Japan is taking a measured but attentive approach to global interest in central bank digital currency issuance. In his latest remarks published on March 16, the Bank of Japan’s governor, Kuroda Haruhiko, noted that the institution has not changed its stance and still does not currently have a concrete plan to issue a CBDC.
However, this non-commitment does not mean inactivity on the CBDC research and development front by any means. In Oct. 2020, Japan’s central bank pledged to begin the first of several testing phases for its own CBDC proof-of-concept. Haruhiko has now confirmed that these are due to begin this spring.

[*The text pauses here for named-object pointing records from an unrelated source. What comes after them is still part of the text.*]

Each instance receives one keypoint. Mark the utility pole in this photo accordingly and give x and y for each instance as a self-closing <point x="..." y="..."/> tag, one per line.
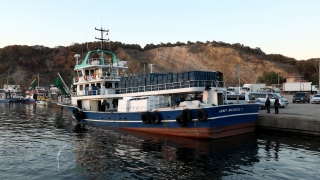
<point x="38" y="81"/>
<point x="278" y="79"/>
<point x="319" y="77"/>
<point x="8" y="79"/>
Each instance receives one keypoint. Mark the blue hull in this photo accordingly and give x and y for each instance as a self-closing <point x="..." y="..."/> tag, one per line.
<point x="222" y="121"/>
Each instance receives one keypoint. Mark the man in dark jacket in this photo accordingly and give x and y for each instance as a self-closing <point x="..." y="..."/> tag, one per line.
<point x="276" y="106"/>
<point x="268" y="105"/>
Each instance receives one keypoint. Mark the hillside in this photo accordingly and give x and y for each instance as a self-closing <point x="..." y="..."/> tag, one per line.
<point x="24" y="62"/>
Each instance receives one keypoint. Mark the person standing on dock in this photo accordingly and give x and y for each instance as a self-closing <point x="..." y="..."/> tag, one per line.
<point x="268" y="105"/>
<point x="276" y="105"/>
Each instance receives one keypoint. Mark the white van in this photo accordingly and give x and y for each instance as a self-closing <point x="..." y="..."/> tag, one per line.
<point x="272" y="96"/>
<point x="239" y="99"/>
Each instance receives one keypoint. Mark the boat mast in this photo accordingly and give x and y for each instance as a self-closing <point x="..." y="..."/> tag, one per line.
<point x="101" y="39"/>
<point x="38" y="82"/>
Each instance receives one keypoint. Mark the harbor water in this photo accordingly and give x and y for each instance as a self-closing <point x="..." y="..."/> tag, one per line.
<point x="45" y="143"/>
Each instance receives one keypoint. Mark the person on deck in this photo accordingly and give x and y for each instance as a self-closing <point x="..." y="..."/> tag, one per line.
<point x="268" y="105"/>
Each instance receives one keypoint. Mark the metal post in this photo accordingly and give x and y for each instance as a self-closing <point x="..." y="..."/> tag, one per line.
<point x="278" y="79"/>
<point x="319" y="77"/>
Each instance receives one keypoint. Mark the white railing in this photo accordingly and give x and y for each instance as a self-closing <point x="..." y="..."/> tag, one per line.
<point x="156" y="87"/>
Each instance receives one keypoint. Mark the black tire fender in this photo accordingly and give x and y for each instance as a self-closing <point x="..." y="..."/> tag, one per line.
<point x="187" y="114"/>
<point x="155" y="118"/>
<point x="145" y="118"/>
<point x="202" y="115"/>
<point x="181" y="121"/>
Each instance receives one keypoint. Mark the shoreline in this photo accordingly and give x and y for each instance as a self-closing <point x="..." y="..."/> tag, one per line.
<point x="301" y="118"/>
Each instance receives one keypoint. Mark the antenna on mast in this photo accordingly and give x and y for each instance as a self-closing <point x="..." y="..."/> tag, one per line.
<point x="151" y="68"/>
<point x="102" y="39"/>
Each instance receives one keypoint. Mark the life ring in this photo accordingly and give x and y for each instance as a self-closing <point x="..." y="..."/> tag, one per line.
<point x="155" y="118"/>
<point x="181" y="121"/>
<point x="187" y="114"/>
<point x="202" y="115"/>
<point x="145" y="118"/>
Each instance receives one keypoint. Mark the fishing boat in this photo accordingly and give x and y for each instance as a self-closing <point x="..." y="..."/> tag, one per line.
<point x="188" y="104"/>
<point x="11" y="94"/>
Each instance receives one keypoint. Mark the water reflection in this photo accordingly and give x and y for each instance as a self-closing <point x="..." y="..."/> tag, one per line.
<point x="123" y="154"/>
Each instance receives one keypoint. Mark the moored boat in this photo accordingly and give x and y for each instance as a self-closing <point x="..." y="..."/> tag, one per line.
<point x="188" y="104"/>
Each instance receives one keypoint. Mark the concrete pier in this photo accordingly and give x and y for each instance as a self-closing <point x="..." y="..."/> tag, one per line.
<point x="297" y="117"/>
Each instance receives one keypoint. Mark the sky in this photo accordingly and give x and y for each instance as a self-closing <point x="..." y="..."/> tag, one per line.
<point x="287" y="27"/>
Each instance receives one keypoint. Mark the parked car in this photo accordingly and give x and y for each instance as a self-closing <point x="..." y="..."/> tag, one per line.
<point x="272" y="96"/>
<point x="261" y="102"/>
<point x="301" y="97"/>
<point x="239" y="99"/>
<point x="315" y="98"/>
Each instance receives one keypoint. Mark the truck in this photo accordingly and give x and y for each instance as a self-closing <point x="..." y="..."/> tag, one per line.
<point x="293" y="87"/>
<point x="253" y="87"/>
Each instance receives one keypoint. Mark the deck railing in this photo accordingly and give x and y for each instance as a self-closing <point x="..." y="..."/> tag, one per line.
<point x="147" y="88"/>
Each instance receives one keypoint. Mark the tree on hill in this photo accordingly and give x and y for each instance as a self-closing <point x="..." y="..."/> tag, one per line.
<point x="270" y="78"/>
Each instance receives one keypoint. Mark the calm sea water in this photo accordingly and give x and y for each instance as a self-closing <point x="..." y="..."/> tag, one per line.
<point x="44" y="143"/>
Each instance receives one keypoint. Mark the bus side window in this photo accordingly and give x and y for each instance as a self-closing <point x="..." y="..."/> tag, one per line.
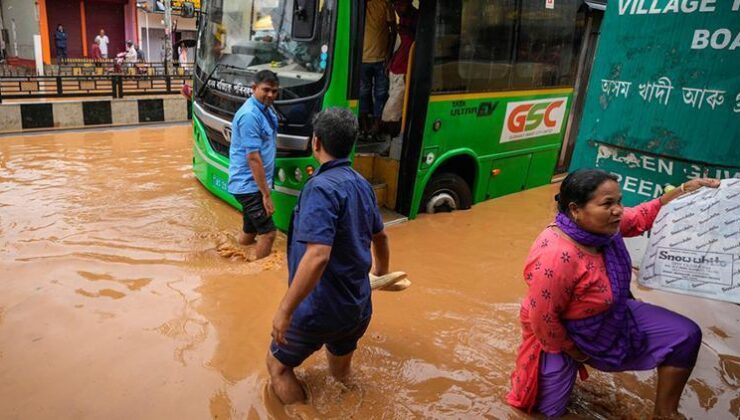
<point x="546" y="54"/>
<point x="482" y="45"/>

The governor underscored that, as per a Bank of International Settlements report, 86% of central banks globally are currently exploring the benefits and downsides of CBDCs. Of these, 60% are already at an experimental or proof-of-concept stage of development. Haruhiko noted:
“Central banks share the view that it is not an appropriate policy response to start considering CBDC only when the need to issue CBDC arises in the future.”
Haruhiko said that “from the viewpoint of ensuring the stability and efficiency of the overall payment and settlement systems, we consider it important to prepare thoroughly to respond to changes in circumstances in an appropriate manner.” Taking into consideration the “significant changes” that are underway in an increasingly digital society, he signaled that the bank is taking the opportunity to carefully weigh up the various approaches to potential changes in central bank money provision.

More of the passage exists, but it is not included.